Hi,
Perhaps I am completely off here, but here's another theory.
The institution of marriage was essentially established not for love/happiness/a-warm-fuzzy-feeling but rather to ensure the maintenance (rather passage) of one's property (from one generation to another). Lacking a legitimate heir, chaos would ensue.
This would be far older than the Catholic church, most likely back to the general end of nomadic/hunter-gatherer society and the beginning of agriculturalism and the agrarian society (I would guesstimate 10,000 years ago).
Provided the male to female ration is close to equal, monogamy would always [eventually] prevail because - historically polygamy has been associated with the upper echelons society (and specifically with the farmer-class rather than the artisanal-class), this would be due to being able to afford (in one way or another) a larger family size - which would also mean each offspring gets a smaller part of the original property. (Which works positively when there is too much land to be worked on by one farmer.)
In other societies, which would be weaker economically, polyandry would prevail - the amount of children one woman (with multiple husbands) could have (as opposed to one man with multiple wives) is very limited.
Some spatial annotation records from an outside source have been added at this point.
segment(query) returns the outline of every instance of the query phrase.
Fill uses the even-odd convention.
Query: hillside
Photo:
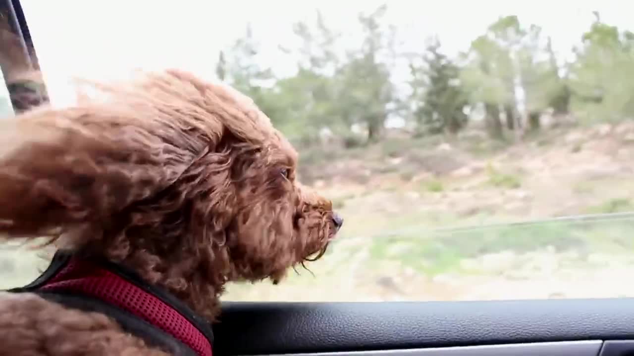
[[[476,131],[452,139],[394,134],[366,147],[301,151],[301,177],[345,217],[340,236],[307,265],[312,274],[291,271],[280,286],[232,285],[226,298],[634,296],[615,278],[634,272],[634,218],[496,225],[632,210],[634,124],[490,142]],[[0,253],[0,288],[36,274],[32,252]]]

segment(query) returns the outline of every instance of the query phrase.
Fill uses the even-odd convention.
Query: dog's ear
[[[186,108],[137,99],[42,108],[0,122],[0,233],[108,229],[209,149],[212,141],[192,125],[165,118]]]

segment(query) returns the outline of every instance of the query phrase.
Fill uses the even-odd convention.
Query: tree
[[[460,83],[459,67],[441,53],[440,47],[439,39],[434,39],[423,56],[423,63],[410,64],[413,115],[421,131],[455,134],[467,124],[464,110],[469,101]]]
[[[634,34],[601,21],[598,13],[575,49],[570,68],[574,109],[586,120],[634,117]]]
[[[504,133],[500,117],[500,105],[511,101],[506,80],[509,61],[499,44],[481,35],[471,42],[463,54],[465,65],[460,80],[469,93],[470,102],[484,107],[484,124],[491,138],[502,139]]]
[[[383,5],[369,15],[359,15],[363,41],[359,48],[349,52],[347,61],[335,73],[339,112],[347,122],[364,124],[368,142],[378,139],[394,101],[388,65],[394,53],[394,32],[381,22],[386,11]]]

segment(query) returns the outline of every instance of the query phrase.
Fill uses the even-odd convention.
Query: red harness
[[[140,283],[133,283],[130,279],[120,276],[120,273],[103,267],[103,264],[74,257],[55,269],[56,270],[51,270],[51,268],[49,267],[40,279],[30,285],[12,291],[34,290],[42,295],[61,292],[91,297],[125,310],[158,327],[188,346],[198,356],[212,356],[210,329],[196,322],[200,321],[198,317],[193,317],[195,320],[192,322],[193,314],[186,312],[188,309],[183,313],[181,308],[179,312],[178,308],[171,305],[172,302],[165,301],[165,298],[159,298],[155,293],[148,291],[146,286],[141,288],[137,285]],[[46,276],[47,273],[49,276]],[[186,317],[184,314],[190,314],[190,317]]]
So the collective property of family unit would most likely be better divided for each successive generation (possibly getting larger rather than smaller as with polygyny)
[By economy, I mean, arable land; but it would obviously differ from one place to another.]
At this point, in Western Society at least, we no longer have [need for, individual] arable land, furthermore most family units don't have any substantial inheritance and/or property(if at all, houses being mortgaged, those loans where you get cash for your house when you turn XYZ, and it is still yours so long as you are alive) has kind of make the passing of property from one generation to another irrelevant and practically non-existent for the middle classes.
I don't see this as a modern trend, although it has greatly accelerated in the last 100-odd years (with overpopulation etc), but the idea of property ownership and "arable land" essentially started dying out (in western civilisation) with the fall of the Roman Empire and the rise of Feudalism; following which I believe the concept was ingrained in society too long to be simply tossed away, and of course religious institutions had their part to play in keeping the status quo.
Society's rules, though some might not make perfect sense in the present moment, usually made sense when they were formed (consciously or otherwise).
In most ancient tribe societies, both men and women had several lovers and among our closest relatives --the chimpanzees--(to quote Penn Jillette) "everybody f*cks everybody".
Not quiet, I believe there was a saying "for love there are boys and slaves, a wife is to bear children".
Marriage in those times had nothing to do with the concept of "love" - it was almost always a prearranged for economical reasons.
Arranged marriages have only fallen out of fashion for since about the Enlightenment.
Shiroi Tora: Commitment - when you are between a rock (social pressure) and a hard place ( the disgrace of divorce ) - how acceptable was divorce in even the 40s and 50s? What about bastard children? God forbid homosexuals!
People have no choice but to make the best of what they had, so they did. All these fairy tales we hear about lover eternal, till death do us part etc... It has a lot more to do with society than love, far more than one would like to think.
Just my 2c. I could be totally off on all points, or maybe I can't quite get my point across because I'm a terrible writer.